Понимая всю прелесть внешней природы во всех ее разнообразных видоизменениях, Чаннинг вполне ценил и уважал нравственную природу человека: он видел ее высокие и прекрасные стороны; он верил и хотел верить в добро, но при этом не был близорук, не увлекся мечтательностию и умел находить и обличать людские слабости и пороки. Эти слабости и пороки не могли сделать его холодным и мрачным мизантропом; глубоко он страдал, обличая их, но не ожесточился от этих страданий, не загрубел в борьбе с жизнию и всегда умел найти в себе достаточно душевной теплоты, чтобы утешить несчастного и сказать ему доброе, ласковое слово. Чаннинг был отличный семьянин. Он женился на той женщине, к которой чувствовал с первых дней своего детства сначала дружбу, потом глубокую и искреннюю любовь. Взгляд его на женщину вообще отличается самым высоким пониманием ее прав, ее обязанностей и того влияния, которое она может и должна оказывать на общество своею тихою, кроткою деятельностию в семейной жизни. С пятнадцати лет, с того возраста, когда он начал мыслить, он стал смотреть на женщину как на воплощение доброго начала, как на грациозное существо, призванное преобразовать общество силою добродетели.
«Мне было пятнадцать лет; удивительно ли, что все мои помыслы обратились на женщину? Мне чудилось, что она управляет человеческим обществом, что, если б она захотела отдаться добру, а не суетности, все в мире изменилось бы к лучшему. Я написал тогда же длинное письмо, в котором подробно развил мои мысли. Послание это назначалось ей — и при этом он указывал на жену свою — но я не осмелился отдать ей его».
Поэтический взгляд этот на женщину не был увлечением молодости, неясным бредом пылкой души: он сохранился в Чаннинге до последних дней его жизни и отражается во всех его сочинениях и особенно в его переписке.
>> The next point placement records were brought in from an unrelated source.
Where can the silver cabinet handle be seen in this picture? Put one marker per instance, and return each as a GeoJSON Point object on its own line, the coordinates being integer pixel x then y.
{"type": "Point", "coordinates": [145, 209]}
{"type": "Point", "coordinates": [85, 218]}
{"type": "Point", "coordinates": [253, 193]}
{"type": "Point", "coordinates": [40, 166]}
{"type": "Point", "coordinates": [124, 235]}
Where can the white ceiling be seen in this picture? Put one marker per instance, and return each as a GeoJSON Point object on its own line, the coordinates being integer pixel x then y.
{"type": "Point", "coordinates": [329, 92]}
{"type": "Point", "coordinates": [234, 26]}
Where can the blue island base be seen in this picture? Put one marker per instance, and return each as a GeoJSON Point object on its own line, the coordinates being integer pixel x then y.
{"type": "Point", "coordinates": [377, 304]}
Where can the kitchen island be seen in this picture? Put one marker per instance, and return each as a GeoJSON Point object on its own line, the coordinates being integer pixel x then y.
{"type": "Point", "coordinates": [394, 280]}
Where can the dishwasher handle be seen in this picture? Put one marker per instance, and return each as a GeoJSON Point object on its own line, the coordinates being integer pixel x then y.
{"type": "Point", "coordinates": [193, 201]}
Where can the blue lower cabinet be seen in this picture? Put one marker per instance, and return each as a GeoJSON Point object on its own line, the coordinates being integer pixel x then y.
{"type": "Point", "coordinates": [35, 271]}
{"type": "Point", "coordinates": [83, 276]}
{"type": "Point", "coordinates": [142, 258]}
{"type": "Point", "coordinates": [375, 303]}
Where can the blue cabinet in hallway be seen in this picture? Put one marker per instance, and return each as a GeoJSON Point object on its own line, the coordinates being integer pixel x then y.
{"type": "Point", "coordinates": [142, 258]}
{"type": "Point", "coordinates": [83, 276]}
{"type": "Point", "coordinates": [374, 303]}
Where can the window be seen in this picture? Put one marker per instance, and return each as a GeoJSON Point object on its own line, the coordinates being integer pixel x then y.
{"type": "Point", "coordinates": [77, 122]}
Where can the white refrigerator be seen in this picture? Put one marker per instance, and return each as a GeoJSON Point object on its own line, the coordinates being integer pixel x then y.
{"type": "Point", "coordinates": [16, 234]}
Чаннинг высоко ценил женскую грацию и женскую добродетель; он понимал, чем должна быть женщина, и потому с особенною горестию, с особенным внутренним страданием смотрел на ее недостатки и на ложный путь, который выбирают себе в жизни молодые женщины, способные быть семьянками, хорошими матерями, полезными членами общества. Мы, быть может, слишком долго остановились на личности бостонского пастора, но у нас есть на то свои причины. Личность Чаннинга не бросается в глаза, не поражает никакими громадными качествами, никакими резко выдающимися особенностями. С первого взгляда все в нем кажется обыкновенно, потому что все пропорционально, умеренно и нормально. Нужно вглядеться в каждую черту его характера, вдуматься в его мысли, перечувствовать те чувства, которые волновали его теплую душу, и только тогда мы до некоторой степени будем в состоянии судить о гармонической полноте его развития, о той нравственной высоте, на которую он умел поставить себя долговременным, часто мелочным трудом над своим совершенствованием. Представить хотя в общих чертах такую личность нашим читательницам мы считали долгом: в Уильяме Чаннинге читательницы увидят человека глубоко религиозного, нравственного, вполне развитого и научно образованного. Все эти качества редко сосредоточиваются в одном человеке. Сверх того, они увидят в Чаннинге такую мягкую, любящую душу, которая заставит их невольно понять и оценить эту личность. В мыслях Чаннинга, во многих отрывках из его писем, приведенных в статье г-жи Тур, так много искреннего благочестия и чистого нравственного чувства, что эти места могут служить вместо религиозного чтения. Где Чаннинг говорит о любви к Богу, об обязанностях человека к ближнему, о своем сочувствии к природе, там в каждом слове его светится горячая молитва, вылившаяся прямо из души. Наш беглый очерк личности Чаннинга может показаться панегириком. Мы не могли подтверждать каждой нашей мысли собственными словами разбираемой нами личности и потому просим наших читательниц обратиться к статье г-жи Евгении Тур: в этой статье они найдут биографию Чаннинга и подробную оценку его личности, основанную на его собственных словах, на выписках из его сочинений или на отрывках, взятых из его писем.